Collaboration with Illumina to develop new diagnostics for acute leukemia


In a new collaborative study between Illumina and Genomic Medicine Sweden (GMS), whole-genome and RNA sequencing will be evaluated as primary diagnostic methods for acute leukemia patients in Sweden. The aims of the study are to simplify the diagnostics pipeline, as well as being able to offer better follow-up of the patients.

The national initiative GMS, which Clinical Genomics Uppsala (CGU) is part of, announced that the new study will be a collaboration with the biotech company Illumina and led by professor Richard Rosenquist Brandell (SciLifeLab/KI), chair of GMS. The sequencing and bioinformatic analyses will be carried out at the various Clinical Genomics facilities at SciLifeLab’s Diagnostics Development platform.
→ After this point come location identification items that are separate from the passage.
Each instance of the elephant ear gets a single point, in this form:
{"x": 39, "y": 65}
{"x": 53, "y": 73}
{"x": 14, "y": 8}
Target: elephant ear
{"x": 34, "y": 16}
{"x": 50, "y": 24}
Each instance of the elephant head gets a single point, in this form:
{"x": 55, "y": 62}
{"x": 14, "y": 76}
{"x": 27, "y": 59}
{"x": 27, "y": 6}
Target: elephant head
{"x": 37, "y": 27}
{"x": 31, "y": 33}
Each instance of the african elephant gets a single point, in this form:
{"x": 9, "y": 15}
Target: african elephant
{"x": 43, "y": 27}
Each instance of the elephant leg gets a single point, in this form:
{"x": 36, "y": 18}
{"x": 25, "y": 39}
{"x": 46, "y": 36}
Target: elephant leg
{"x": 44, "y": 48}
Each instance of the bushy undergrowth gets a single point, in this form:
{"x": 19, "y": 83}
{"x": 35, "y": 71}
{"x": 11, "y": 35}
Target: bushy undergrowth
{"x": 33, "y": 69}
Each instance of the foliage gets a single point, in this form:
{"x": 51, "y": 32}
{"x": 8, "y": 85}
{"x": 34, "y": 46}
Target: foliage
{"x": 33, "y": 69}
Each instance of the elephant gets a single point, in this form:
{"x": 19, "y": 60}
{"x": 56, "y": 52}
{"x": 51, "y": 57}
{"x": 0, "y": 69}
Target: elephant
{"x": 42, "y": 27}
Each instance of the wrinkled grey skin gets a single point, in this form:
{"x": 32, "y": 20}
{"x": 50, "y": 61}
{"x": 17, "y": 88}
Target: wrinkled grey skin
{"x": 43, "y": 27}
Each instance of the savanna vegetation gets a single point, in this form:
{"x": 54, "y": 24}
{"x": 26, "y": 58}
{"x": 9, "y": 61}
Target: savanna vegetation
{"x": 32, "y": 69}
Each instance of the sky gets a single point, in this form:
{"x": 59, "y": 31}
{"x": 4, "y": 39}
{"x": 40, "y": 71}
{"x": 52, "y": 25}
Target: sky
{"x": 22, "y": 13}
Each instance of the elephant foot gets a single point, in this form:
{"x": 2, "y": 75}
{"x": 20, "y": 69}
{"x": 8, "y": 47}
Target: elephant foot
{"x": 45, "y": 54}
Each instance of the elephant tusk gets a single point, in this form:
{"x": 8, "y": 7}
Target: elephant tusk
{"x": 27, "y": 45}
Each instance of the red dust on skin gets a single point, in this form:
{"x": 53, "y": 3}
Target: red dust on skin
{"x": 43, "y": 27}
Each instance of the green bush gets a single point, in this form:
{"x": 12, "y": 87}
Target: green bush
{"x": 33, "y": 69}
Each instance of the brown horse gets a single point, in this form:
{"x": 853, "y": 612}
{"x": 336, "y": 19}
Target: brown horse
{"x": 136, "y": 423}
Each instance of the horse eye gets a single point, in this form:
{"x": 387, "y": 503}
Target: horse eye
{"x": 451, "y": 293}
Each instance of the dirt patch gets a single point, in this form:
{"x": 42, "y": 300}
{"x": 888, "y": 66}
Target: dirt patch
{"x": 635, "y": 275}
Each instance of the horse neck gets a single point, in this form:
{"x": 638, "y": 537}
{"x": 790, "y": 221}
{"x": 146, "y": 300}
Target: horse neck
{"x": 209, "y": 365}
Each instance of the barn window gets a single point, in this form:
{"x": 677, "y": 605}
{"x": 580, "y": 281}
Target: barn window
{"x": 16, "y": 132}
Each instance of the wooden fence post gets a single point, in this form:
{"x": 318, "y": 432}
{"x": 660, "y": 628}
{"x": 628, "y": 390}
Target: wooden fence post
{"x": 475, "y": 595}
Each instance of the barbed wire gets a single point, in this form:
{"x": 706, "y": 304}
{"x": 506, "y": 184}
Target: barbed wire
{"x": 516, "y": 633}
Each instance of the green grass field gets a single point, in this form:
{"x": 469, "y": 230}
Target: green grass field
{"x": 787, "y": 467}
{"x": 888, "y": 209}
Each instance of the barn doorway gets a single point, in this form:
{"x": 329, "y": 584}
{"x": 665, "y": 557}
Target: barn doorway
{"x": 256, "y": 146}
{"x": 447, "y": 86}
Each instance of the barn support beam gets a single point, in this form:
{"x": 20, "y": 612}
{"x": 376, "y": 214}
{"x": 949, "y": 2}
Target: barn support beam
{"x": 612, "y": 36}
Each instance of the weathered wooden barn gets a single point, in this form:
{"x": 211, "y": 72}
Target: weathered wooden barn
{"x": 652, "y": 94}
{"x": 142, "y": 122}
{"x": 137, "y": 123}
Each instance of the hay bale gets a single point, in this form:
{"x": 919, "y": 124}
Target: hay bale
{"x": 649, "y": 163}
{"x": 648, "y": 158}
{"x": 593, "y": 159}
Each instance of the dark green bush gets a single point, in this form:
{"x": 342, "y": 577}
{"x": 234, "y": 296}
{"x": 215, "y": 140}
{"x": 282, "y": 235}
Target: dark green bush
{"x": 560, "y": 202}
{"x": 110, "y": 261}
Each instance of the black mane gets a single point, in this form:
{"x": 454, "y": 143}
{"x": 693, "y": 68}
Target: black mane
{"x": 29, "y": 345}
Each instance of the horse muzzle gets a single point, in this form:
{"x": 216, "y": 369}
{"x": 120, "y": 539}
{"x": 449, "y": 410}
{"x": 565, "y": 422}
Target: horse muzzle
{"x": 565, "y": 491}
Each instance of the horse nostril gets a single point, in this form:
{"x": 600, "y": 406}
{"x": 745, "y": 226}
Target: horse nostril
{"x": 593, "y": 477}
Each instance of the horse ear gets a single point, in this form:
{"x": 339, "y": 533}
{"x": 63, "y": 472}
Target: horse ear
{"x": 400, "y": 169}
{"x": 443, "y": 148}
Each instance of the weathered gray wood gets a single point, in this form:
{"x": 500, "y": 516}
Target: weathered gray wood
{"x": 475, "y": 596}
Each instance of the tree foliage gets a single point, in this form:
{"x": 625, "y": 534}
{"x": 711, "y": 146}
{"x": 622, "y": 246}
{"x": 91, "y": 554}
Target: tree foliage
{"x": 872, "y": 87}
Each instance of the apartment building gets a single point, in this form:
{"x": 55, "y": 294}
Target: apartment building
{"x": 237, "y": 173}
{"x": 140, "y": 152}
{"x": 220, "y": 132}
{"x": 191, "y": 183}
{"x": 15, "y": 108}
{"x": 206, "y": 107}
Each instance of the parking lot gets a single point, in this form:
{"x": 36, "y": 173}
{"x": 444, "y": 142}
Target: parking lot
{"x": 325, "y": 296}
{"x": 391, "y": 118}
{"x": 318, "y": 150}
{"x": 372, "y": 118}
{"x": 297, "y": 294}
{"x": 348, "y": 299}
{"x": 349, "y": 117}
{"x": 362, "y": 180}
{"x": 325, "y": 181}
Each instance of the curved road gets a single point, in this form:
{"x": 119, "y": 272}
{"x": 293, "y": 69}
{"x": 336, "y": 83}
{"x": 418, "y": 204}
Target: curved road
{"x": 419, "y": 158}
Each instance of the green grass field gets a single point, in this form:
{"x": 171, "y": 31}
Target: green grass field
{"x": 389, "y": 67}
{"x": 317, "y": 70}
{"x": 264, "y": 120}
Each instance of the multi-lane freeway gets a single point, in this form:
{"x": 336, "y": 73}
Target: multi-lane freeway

The study will include approx. 450 patients with acute leukemia.  The patients will have whole-genome sequencing and RNA sequencing performed on their samples, as well as the existing standard diagnostic methods. The data generated will be used not only to directly benefit the patients, but also will contribute to valuable population-based  data collection to allow a better understanding of the disease.

In the study, whole-genome sequencing, RNA sequencing, and existing clinical diagnostic methods will be conducted in parallel in order to evaluate if the sequencing methods are able to find all clinically relevant abnormalities in the genetic mass. Whole-genome sequencing will also provide more detailed information from each patient, leading to a better follow-up and risk of relapse assessment.